The article annoys me in a way I can't quite explain.
My own childhood education was in a rural town. The idea of picking a school is foreign to me. There was one elementary school and one junior/senior high school (single building slightly segregated by wing). Calling it predominantly white is an understatement. I believe my class was the first to graduate a non-white student. There were three (or maybe four?) in my class of 63 (the biggest graduation ever).
Did we all have the same opportunities? Did we have the same opportunities as our peers in the cities in the area? Did the students from those cities have the same opportunities as the students from the large metropolitan areas? Definitely not. Was it because of race? Definitely not.
Arriving at college, I found people who were sophomores before they sat one day in a college class because they had so many AP credits. I had five credits, and I know for a fact it was five more than every other student in my high school graduating class.

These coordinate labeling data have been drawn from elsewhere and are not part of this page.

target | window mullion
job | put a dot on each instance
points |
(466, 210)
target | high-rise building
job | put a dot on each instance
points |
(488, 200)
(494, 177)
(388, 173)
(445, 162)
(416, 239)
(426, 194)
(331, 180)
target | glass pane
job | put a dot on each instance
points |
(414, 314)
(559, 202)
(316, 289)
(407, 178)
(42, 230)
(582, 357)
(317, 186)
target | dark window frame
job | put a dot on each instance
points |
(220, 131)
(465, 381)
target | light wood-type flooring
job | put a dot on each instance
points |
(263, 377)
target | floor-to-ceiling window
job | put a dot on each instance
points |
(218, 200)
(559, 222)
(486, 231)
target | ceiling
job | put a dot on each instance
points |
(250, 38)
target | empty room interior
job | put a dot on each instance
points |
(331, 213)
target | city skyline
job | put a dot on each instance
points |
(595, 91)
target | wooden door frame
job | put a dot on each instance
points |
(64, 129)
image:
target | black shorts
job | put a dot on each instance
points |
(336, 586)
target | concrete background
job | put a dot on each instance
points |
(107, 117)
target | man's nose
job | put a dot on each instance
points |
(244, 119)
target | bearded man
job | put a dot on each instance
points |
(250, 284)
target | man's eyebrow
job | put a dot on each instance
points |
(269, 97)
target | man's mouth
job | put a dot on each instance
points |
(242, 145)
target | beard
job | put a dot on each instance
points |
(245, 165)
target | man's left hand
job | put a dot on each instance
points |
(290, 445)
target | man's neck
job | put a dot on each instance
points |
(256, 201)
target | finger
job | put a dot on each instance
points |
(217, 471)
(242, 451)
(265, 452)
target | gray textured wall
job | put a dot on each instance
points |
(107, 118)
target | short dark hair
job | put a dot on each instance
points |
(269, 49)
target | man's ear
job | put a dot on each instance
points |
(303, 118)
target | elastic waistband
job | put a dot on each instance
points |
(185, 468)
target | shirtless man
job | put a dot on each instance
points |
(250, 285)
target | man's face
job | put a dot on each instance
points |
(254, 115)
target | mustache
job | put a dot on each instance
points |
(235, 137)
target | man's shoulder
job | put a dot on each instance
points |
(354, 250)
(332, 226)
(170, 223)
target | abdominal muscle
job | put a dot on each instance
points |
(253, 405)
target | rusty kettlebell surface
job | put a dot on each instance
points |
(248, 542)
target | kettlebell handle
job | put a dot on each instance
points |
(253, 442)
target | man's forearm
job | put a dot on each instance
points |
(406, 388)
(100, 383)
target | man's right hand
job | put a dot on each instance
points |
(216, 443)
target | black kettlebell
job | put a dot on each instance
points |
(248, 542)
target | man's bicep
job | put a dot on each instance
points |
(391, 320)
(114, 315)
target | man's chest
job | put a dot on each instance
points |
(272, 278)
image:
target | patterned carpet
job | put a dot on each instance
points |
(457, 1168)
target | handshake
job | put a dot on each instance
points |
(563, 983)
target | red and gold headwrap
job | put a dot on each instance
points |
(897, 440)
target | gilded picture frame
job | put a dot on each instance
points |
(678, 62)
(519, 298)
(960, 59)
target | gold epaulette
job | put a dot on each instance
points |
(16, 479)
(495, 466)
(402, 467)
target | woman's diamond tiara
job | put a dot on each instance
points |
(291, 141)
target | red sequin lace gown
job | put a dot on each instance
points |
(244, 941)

I've been thinking about buying a house for some time. At the top of the list is a city in the area with great schools. I don't have kids and don't plan to, but the schools are a draw to me. It isn't for the education, it's because my neighbors would be the kind of people who value education.
I think America has a race problem. It also seems to me the underlying problem is one of income disparity or maybe more generally economic gaps. My small town had no AP program; there was no money to provide one. Maybe the author would say that was unfair, too, but what's the solution?